2.-La segunda lectura es un fragmento de la Carta de San Pablo a los Colosenses:

*La visión que Pablo tiene de la familia está influenciada por la enseñanza de Jesús sobre la “nueva familia”, es decir, sobre los que comparten la misma fe.

*A partir del lazo del amor que une entre sí a los creyentes, Pablo describe lo que debe ser la familia cristiana.

*La autoridad de los padres es una autoridad de servicio.

*Jóvenes y adultos, todos están inmersos en la misma corriente de gracia misericordiosa que renueva todas las relaciones humanas.

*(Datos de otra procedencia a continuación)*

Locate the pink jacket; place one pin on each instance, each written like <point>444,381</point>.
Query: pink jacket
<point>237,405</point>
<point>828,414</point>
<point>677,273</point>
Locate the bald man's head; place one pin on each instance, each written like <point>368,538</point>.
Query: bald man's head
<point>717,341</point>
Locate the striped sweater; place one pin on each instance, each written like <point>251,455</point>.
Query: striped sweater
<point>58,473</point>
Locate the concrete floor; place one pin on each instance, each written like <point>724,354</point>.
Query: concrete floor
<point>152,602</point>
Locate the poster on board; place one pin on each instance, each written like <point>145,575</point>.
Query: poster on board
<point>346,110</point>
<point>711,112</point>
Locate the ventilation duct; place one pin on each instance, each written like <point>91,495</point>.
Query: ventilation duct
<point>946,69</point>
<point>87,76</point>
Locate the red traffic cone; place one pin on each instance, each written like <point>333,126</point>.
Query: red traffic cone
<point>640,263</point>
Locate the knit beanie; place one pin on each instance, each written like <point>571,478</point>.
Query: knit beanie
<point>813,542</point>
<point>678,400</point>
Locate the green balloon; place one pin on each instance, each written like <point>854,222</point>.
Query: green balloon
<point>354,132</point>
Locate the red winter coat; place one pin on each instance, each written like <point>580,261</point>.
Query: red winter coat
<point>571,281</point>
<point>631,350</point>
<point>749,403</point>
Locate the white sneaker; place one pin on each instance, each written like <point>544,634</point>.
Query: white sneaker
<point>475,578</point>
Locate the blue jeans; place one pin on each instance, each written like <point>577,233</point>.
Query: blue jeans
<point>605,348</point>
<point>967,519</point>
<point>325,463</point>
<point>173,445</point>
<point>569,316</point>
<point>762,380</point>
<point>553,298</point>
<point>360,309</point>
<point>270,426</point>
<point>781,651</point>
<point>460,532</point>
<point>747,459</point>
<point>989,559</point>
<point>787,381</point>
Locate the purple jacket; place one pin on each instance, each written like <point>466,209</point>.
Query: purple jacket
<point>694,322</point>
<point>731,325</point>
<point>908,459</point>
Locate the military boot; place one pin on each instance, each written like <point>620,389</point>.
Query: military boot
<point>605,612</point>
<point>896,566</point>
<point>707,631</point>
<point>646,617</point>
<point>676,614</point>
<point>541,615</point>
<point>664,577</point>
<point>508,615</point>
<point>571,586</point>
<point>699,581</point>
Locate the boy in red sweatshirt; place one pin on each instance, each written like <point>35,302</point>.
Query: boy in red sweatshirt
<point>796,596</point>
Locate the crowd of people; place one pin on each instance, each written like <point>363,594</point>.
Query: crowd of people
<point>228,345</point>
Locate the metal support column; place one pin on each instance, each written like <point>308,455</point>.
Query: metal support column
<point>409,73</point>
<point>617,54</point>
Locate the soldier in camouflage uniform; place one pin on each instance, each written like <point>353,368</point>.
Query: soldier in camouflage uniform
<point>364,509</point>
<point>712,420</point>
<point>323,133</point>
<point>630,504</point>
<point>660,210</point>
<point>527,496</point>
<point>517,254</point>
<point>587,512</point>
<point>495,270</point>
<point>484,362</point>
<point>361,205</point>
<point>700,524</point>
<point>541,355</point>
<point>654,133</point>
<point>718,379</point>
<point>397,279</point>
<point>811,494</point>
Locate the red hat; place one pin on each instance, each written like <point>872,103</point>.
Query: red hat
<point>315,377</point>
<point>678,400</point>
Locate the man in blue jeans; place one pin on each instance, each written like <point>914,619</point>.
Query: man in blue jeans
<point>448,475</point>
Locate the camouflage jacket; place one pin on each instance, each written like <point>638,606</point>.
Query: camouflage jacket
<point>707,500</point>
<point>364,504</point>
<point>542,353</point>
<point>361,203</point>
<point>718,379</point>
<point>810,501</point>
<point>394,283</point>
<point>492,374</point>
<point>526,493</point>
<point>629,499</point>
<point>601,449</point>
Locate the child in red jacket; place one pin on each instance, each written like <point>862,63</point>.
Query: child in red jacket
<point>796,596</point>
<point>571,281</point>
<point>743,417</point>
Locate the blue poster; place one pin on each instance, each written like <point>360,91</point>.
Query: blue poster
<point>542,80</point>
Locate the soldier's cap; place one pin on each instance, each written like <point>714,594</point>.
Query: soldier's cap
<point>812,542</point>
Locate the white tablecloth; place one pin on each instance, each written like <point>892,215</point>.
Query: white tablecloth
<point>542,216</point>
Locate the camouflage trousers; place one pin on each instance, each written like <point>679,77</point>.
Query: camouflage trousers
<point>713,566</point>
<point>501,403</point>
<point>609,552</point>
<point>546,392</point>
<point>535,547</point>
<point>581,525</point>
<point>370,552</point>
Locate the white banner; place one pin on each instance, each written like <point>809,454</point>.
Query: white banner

3.-El evangelio de San Lucas nos describe la peregrinación del niño Jesús, al cumplir doce años, con sus padres a Jerusalén con motivo de la Pascua.

*Los padres de Jesús le ayudan a participar en la Tradición religiosa de su pueblo.

*José y María no renuncian a su tarea de educadores.

*Jesús manifiesta a sus padres el verdadero sentido de la familia: la familia no es un absoluto.

*Jesús no se debe a José y María, sino a Dios: “¿No sabíais que yo debía estar en la casa de mi Padre?”

   

 FINAL:  

1.-Pidamos a Dios por todas las familias, especialmente las más necesitadas.

2.-Miremos a la Sagrada Familia y crezcamos como miembros de nuestras familias en claves de amor y de respeto.

3.-Supliquemos a los padres una autoridad de servicio.

4.-Que esta Eucaristía nos haga crecer como la familia de Jesús, aumentando nuestras relaciones fraternas de unos y otros.